Image sensor arrays typically comprise a linear array of photosensors which raster scan an image-bearing document and convert the microscopic image areas viewed by each photosensor to image signal charges. Following an integration period, the image signal charges are amplified and transferred as an analog video signal to a common output line or bus through successively actuated multiplexing transistors.
For high-performance image sensor arrays, one practical design includes an array of photosensors of a width comparable to the width of a page being scanned, to permit one-to-one imaging generally without the use of reductive optics. In order to provide such a “full-width” array, however, relatively large silicon structures must be used to define the large number of photosensors. One technique to create such a large array is to make the array out of several butted silicon chips. In one design, an array includes 20 silicon chips, butted end-to-end, each chip having 372 active photosensors spaced at 600 photosensors per inch.
In most scanning systems currently in use, the signal coming out of the photosensors during the scanning process is an analog video signal, with the voltage magnitude corresponding to the intensity of light impinging on the photosensor at a given time. The different video levels correspond to the brightness of the reflected area being scanned by a particular photosensor at a particular moment. These analog outputs are digitized and then applied, as needed, to look-up tables, such as to convert the signals to a device-independent color space for further processing.

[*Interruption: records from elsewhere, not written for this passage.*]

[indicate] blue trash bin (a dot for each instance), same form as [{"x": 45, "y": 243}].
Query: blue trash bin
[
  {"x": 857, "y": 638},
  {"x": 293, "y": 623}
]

In a scanner for recording color images, there is typically provided multiple linear arrays of photosensors. Each array includes a translucent filter, causing the particular linear array to be sensitive to substantially one primary color, such as red, blue, and green, to correspond to structures in the human eye. The signals from each filtered linear array are then recorded for assembling a full-color image. There may also be a “white,” or effectively non-filtered, array. With a color input scanner, there is a need for occasional calibration of the linear array outputs relative to each other; to do this, the arrays are typically exposed to white light from a test target of known properties, and their outputs are compared and generally normalized, such as through a look-up table for signal outputs. In a calibration operation, the look-up tables are typically altered depending on current conditions, to result in a normalized output when images are recorded.
U.S. Pat. No. 6,266,438 describes a basic color calibration system for a multi-chip input scanner. U.S. Pat. No. 5,373,374 describes an input scanner in which each of a set of primary-color filters are selectably placed in front of a single-linear-array photosensitive device.